The quality of presentation of the natural world provided by TV documentaries, of plants and animals in visibly dynamic ecosystems forced museums to reevaluate their own methods of presentation. The modern museum now needs to respond to the problem of taxidermy appearing static and decontextualised, and also to the criticisms, and misrepresentations, of those who believe that stuffed animals are inherently degrading and ethically unacceptable.
Specimens do, of course, have the advantage over models or film that they are, in one sense, material evidence. Museums should not lose touch with their collections, which is what makes them unique places of inspiration and learning. However, a full mount of a bird skin is a strange fusion of nature and human artifice.
The skin and feathers may be able to provide unchallengeable scientific data to the molecular biologist and to those mapping environmental change.
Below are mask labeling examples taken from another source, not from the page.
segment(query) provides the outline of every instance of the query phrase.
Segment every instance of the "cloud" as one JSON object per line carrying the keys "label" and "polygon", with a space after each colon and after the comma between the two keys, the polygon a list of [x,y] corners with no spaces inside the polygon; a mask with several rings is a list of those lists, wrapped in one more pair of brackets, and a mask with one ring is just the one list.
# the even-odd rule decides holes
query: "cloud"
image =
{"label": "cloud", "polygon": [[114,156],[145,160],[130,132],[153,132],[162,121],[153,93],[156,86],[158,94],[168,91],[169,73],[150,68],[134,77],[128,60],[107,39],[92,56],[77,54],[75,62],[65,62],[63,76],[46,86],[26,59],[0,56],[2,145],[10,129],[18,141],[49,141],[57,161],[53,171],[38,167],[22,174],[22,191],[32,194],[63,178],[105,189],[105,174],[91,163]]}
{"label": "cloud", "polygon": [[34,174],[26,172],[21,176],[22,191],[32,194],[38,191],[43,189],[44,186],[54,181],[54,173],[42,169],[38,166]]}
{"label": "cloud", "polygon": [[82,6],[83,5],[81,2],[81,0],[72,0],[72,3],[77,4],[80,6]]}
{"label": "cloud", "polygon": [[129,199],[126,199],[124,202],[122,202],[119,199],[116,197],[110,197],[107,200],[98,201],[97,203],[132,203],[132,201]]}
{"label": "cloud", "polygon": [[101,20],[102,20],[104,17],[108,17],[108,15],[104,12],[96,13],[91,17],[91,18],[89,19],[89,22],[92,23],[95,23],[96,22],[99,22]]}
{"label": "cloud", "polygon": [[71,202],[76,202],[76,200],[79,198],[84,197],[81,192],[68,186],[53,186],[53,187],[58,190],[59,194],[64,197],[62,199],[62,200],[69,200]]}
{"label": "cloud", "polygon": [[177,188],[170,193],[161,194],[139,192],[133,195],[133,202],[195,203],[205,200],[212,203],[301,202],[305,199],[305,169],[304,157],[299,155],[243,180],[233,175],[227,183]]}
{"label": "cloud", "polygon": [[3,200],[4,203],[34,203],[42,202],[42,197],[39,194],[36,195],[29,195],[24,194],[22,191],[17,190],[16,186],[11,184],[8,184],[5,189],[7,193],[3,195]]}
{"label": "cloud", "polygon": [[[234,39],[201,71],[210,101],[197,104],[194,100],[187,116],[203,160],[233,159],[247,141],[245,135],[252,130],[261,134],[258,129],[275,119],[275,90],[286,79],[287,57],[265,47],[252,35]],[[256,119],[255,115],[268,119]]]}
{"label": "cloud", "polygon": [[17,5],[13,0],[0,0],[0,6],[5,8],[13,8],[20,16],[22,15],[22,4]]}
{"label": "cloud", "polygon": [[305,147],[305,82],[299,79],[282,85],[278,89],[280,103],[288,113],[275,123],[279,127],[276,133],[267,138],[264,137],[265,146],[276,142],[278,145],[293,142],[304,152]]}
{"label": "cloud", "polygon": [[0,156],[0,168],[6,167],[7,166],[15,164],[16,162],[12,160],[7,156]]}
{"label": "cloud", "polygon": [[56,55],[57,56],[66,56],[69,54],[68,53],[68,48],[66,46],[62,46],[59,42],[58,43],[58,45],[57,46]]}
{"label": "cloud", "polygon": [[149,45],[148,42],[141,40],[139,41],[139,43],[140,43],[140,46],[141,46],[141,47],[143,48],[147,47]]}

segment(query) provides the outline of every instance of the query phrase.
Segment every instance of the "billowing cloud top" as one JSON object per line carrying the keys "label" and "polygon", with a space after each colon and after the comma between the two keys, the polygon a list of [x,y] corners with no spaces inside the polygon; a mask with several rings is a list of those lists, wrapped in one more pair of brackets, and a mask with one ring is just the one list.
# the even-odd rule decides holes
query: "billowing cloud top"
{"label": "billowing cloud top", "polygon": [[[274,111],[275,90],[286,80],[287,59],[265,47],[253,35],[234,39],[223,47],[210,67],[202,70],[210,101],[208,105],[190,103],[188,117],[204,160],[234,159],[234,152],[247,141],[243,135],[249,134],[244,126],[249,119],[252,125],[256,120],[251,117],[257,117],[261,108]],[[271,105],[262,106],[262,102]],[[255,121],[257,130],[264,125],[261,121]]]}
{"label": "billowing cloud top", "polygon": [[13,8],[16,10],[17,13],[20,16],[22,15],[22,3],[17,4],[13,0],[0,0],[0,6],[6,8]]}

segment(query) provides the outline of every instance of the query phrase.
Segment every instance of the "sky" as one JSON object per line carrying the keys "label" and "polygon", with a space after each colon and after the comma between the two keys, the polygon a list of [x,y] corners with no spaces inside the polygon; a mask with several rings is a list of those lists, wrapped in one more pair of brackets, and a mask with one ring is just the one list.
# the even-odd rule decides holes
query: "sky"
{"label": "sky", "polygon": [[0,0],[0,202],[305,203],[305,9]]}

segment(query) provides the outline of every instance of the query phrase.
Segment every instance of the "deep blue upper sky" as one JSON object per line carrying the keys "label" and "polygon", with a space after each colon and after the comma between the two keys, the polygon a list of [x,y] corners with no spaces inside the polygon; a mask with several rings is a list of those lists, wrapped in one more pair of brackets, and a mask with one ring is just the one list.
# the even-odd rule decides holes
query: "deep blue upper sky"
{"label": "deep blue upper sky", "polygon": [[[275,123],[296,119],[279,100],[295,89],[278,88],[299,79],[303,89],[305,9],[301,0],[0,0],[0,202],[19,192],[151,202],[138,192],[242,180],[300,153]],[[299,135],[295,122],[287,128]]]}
But the pose and extent to which it is true to life owes quite as much to the skill of the taxidermist as it does to nature. A bad mount can mislead and misinform the viewer.
A faded and poorly conserved mount provides equally unreliable evidence. But a good mount presented in the right context can still be of great educational value.
Your designers and curators should engage in constructive dialogue since this is a conflict that, with a little more imagination, can be resolved. The Grande Galerie de l'Evolution in the Natural History Museum in Paris contains a stunning, sensitively presented display that gives a very good sense of the nature, the grandeur, of biodiversity - and the threat from man that it faces. It is a parade of dramatically lit stuffed animals.